2.562 Görüntüleme MAKALE 0 Yorum

“Şu anki bulunduğum noktaya gelmeye hiç niyetim veya isteğim yoktu. Heyecanla sayfaları çeviriyordum ve heyecanım gittikçe artıyordu. Şöyle düşünüp duruyordum: 'Peki, burada hata nerede? Mantıklı gelmeyen kısım nerede?' Ama o kısım bir türlü gelmedi. Sonra durumum buydu: 'Olamaz, bu işin sonunun nereye vardığını biliyorum! Bu korkunç! Ben Müslüman olmak istemiyorum!' ”
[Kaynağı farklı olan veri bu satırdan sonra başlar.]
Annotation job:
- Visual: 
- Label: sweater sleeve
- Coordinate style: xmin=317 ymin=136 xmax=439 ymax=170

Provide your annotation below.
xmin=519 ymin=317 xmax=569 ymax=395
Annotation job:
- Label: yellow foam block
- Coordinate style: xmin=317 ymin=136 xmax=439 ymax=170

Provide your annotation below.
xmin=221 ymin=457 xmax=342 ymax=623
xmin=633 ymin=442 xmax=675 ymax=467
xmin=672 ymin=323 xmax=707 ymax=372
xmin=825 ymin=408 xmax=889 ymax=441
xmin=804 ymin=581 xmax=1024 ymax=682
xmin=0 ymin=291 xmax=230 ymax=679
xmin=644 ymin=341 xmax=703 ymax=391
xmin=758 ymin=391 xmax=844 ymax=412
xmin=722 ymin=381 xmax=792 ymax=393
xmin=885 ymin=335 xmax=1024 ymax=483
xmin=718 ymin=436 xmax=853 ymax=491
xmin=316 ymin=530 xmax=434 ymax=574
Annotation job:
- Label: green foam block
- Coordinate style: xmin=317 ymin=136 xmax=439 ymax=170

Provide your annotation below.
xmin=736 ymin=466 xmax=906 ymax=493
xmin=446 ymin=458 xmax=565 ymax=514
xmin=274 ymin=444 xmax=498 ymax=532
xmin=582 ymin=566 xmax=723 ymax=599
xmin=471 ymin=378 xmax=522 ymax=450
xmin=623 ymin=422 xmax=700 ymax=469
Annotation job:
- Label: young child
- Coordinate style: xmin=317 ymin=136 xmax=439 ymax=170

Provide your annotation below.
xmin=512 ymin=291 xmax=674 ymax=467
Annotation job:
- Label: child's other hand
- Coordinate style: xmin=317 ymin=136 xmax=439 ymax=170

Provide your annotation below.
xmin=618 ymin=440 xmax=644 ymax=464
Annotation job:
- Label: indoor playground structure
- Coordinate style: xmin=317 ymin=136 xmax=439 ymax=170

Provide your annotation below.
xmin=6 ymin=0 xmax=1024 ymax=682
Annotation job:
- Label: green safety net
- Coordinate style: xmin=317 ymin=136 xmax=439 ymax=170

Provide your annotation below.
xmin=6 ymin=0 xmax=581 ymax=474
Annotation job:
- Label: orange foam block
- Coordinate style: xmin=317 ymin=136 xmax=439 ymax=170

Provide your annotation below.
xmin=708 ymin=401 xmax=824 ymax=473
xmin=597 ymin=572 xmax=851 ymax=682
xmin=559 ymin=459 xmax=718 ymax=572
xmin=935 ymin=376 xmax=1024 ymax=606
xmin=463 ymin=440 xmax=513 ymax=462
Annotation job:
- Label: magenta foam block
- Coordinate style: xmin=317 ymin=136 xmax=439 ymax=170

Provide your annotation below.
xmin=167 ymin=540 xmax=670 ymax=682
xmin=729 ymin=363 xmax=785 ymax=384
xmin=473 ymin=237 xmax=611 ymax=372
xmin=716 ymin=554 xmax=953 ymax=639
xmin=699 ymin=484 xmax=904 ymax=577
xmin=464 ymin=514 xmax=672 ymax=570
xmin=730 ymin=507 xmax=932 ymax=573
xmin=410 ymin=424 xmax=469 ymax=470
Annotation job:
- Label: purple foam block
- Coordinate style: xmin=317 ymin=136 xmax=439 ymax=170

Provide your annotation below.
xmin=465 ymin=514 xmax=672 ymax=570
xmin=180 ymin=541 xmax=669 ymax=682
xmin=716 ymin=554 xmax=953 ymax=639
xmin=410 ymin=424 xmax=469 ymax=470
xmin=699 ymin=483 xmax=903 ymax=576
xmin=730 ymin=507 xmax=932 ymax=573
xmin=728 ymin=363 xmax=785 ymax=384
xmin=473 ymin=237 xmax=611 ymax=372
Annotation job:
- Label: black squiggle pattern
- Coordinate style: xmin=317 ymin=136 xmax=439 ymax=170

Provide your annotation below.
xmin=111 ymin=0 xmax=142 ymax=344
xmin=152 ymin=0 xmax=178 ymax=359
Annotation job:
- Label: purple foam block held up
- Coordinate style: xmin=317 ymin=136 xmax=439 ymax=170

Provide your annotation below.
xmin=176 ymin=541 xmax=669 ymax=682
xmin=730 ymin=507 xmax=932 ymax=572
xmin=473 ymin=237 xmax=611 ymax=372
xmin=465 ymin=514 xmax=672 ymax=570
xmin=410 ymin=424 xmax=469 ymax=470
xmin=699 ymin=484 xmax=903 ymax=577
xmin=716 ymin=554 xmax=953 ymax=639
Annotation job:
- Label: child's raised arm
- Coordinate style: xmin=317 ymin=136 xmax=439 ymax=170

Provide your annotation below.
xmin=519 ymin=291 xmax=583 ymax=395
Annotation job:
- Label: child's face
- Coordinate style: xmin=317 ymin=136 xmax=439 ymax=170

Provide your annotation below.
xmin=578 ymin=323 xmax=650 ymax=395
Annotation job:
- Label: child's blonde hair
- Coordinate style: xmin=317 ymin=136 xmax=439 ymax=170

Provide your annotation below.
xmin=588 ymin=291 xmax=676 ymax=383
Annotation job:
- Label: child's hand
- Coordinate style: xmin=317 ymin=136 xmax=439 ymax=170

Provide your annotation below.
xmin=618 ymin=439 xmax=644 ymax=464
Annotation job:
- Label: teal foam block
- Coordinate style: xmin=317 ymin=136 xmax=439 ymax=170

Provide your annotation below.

Caroline Bate; 30 yaşında, Cambridge Üniversitesinden mezun ve şu anda New York'da bir bankada çalışıyor. Henüz kelime-i şahadet getirip Müslüman olmadığı hâlde, kendini bir Müslüman olarak kabul ediyor. Yakınlarda doldurduğu bir formun din hanesine “İslâm” yazdığını ve bunun hoşuna gittiğini ifade ediyor.

Caroline gibi çokları daha var. Kesin bir yargıya varılamasa da, özellikle 11 Eylül'den beri, Londra'daki camiler İslâmiyet'i seçenlerin sayısında bir artış kaydetmektedir. İslâm’a geçenlerin çoğu Caroline gibi orta halli, başarılı iş hayatına sahip, sosyal hayat içinde aktif bulunan ve ellerindekilerle mutlu olan insanlar.

İslâmiyet'i yeni seçmiş insanlardan bahsedildiği zaman, bu insanların İslâm'ı kucaklayış öykülerinin ne kadar benzer olduğu şaşırtıcı bir şekilde dikkat çekmektedir. Bunlardan birçoğu İslâmiyet'e, İslâm’ın tarihine ve kaidelerine arkadaşları aracılığıyla tanıştırılmaktadırlar. Genel girişe ise İslâm'ın misyoner bir inanç olmadığından bahsederek başlanır. Çoğu için bu süreç, İslâm hakkında meraklarından dolayı ve çevresindeki insanları daha iyi anlama çabasıyla başlayıp İslâm'a geçmeleriyle sonlanmıştır.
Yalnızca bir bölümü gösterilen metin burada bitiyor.